Re: mptscsih errors talking to Areca based SCSI-attached unit

Bron Gondwana <brong@xxxxxxxxxxx> · Wed, 10 Mar 2010 21:05:29 +1100

On Wed, Mar 10, 2010 at 02:19:53PM +0530, Desai, Kashyap wrote:
> Bron,
> 
> See
> https://bugzilla.novell.com/show_bug.cgi?id=554152
> 
> From first look they might be similar issue or may be of same type of issue.

Yes, it does look very similar.  Basically it's a timeout error on the
drive (or block device as exported by an external unit in our case).  It's
frustrating that it can't abort just the one block device's IO and reset
that device rather than having to re-negotiate with every device.

> Some information I have shared with you which I have already received for novell bugzilla.
> 
> Can you do one experiment? 
> Immediate after this issue do HBA reset using sg_reset and please share result of the experiment.

I can't do that - because I don't usually know about the error immediately.
I could probably have something check dmesg every second and run sg_reset
when it found a new one, but that's pretty complex!

These are production boxes as well.

Is there much point?  It's pretty clear from the debug logs that the driver
is doing at least a bus reset each time, and I'm guessing a host reset when
it does the full re-negotiate of line speeds.

> Which OS version and driver version this issue has been introduce?
> I am interested to know is there any regression from driver point of view?

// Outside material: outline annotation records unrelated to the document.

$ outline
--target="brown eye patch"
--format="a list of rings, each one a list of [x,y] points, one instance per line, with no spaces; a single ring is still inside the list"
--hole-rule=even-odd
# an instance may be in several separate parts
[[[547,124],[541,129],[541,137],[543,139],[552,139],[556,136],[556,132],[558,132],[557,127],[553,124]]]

We're running Linux kernel 2.6.32.9 with one very small patch to add some
SIGKILL debugging (not necessary now, we solved that issue, but I haven't
pulled the patch from our production machines yet).  The issue has certainly
existed in earlier kernels, I'm pretty sure back to the 2.6.27 kernels which
we're still running on some machines that haven't been restarted for a while.

However - it's looking like a firmware upgrade on the drives inside the
unit has solved the issue.

> > My question (if you've read this far!  Thanks) is what's triggering
> > this complete flush of ALL IO to the device, and also triggering a
> > complete SCSI renegotiation the first time it happens (lost in the
> > mists of dmesg now) - not only on this device but on the other unit
> > which is attached to the other channel on the card.

Is there a reason that a timeout on one device is causing a bus or
host reset?  It seems that if the bus reset doesn't unstick it the
host reset is going to be pointless.

The underlying problem seems to be chained timeouts not adding up.  In
particular the RAID controller and disk timeouts weren't matching up.
I'm still harassing the vendor about why this isn't causing anything to
be logged in the THEIR debug logs.  There's no evidence on the RAID unit
that anything has gone wrong until it gets a bus reset.  It logs that.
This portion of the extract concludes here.